Two years removed from completing a masters of arts, Tessa Hawkins is still seeking permanent employment.
In her experience, landing an interview hasn’t been a problem. She’s had well over a dozen since 2013. But the job offers are few and far between.
The Saanich resident has a bachelor’s degree from the University of Victoria and a masters from the University of Alberta. She also has epilepsy, and because she suffers from seizures, is accompanied full time by a working dog.
Because she brings the dog to interviews, she finds she is unfairly discriminated against. Just last month, a Victoria business employee told Hawkins “they didn’t have room for pets,” and removed her from the competition. Though the company later apologized and re-inserted her to the competition, it doesn’t matter, Hawkins said.
Naturally, Hawkins felt obligated to tell employers about the dog but has since become very sensitive to the fact that it’s personal medical information she’d prefer not to share with a “virtual stranger.” Unfortunately it’s a catch-22 situation, she says.
“Whether I say something or not there are negative consequences. If you withhold the dog… get the job, and inform them after, you won’t start out on a good note with your employer.”
Compare that to a heart condition, she says.
“You don’t walk around wearing a sign that says you have a heart condition, but you happen to find out that I have epilepsy because the dog says I have epilepsy,” Hawkins said. “My medical bracelet also says it, but I don’t walk into a room saying ‘I’m Tessa, I have epilepsy.’”
Hawkins attended about 14 interviews between 2013 and 2014 with her since retired guide dog Kash, she said.
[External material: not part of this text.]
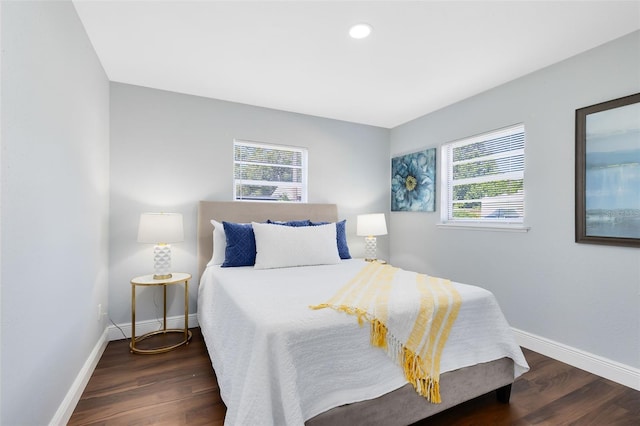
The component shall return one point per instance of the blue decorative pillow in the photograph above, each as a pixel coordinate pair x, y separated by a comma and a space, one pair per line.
341, 238
241, 245
305, 222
Following one of them, she was informed by a friend on the interview panel that her guide dog was in fact a deciding factor in the final decision.
It’s illegal, as the dog is permitted by law to accompany her everywhere, but following up with action is stressful. It’s also disheartening to take action, especially if the outcome is to get a job somewhere she no longer wishes to work.
Out of frustration, Hawkins left the dog at home for her next interviews. Early last year she was offered two jobs over a three-day period. She accepted one, a temporary placement at Craigdarroch Castle. The dog was a welcome surprise with staff but the contract has now ended.
Now she’s on the job hunt again, and would like the dog to be accepted without anyone questioning why it’s there.
Merlot, her two-year-old flat coat retriever, is trained through the Lions Foundation of Canada Guide Dogs program and will bark, seek help or retrieve Hawkins’ phone in case of a seizure.
As of Jan. 18, the new B.C. Guide Dog and Service Dog Act will upgrade several rules. One of the key changes is the ability of owners to obtain a licence for themselves and their working dog. If someone interferes with their access to a facility, the police can be called and instantly issue a fine.
However, it doesn’t state anything about employment rights, which falls under employment standards.
“Probably in most cases, it’s prudent just in case your future employer has to make accommodations, or if someone has allergies, so they can accommodate both persons,” said William Thornton, CEO and co-founder of the B.C. and Alberta Guide Dogs.
Thornton was saddened to hear of Hawkins’ case, saying it’s not the first time he’s heard of highly capable people unable to secure appropriate work because of a condition or disability. Ideally, Hawkins would like to work in the arts field, consistent with her education. However, she’s happy to work in an administration type role for its stability.
“As soon as I am labelled as ‘disabled’ with my guide dog, my ability to work is called into question regardless of what is on my resume and my successful employment and academic history,” she wrote in a letter to Minister of Social Development and Social Innovation Michelle Stilwell.
“If it were my choice, I would prefer to focus on my qualifications and education rather than the breed of my dog guide… many individuals continue to be uneducated about the programs and the lack of education continues to negatively affect handlers’ daily life.
“I can only hope that more measures are put into place to further epilepsy research and educate the public.”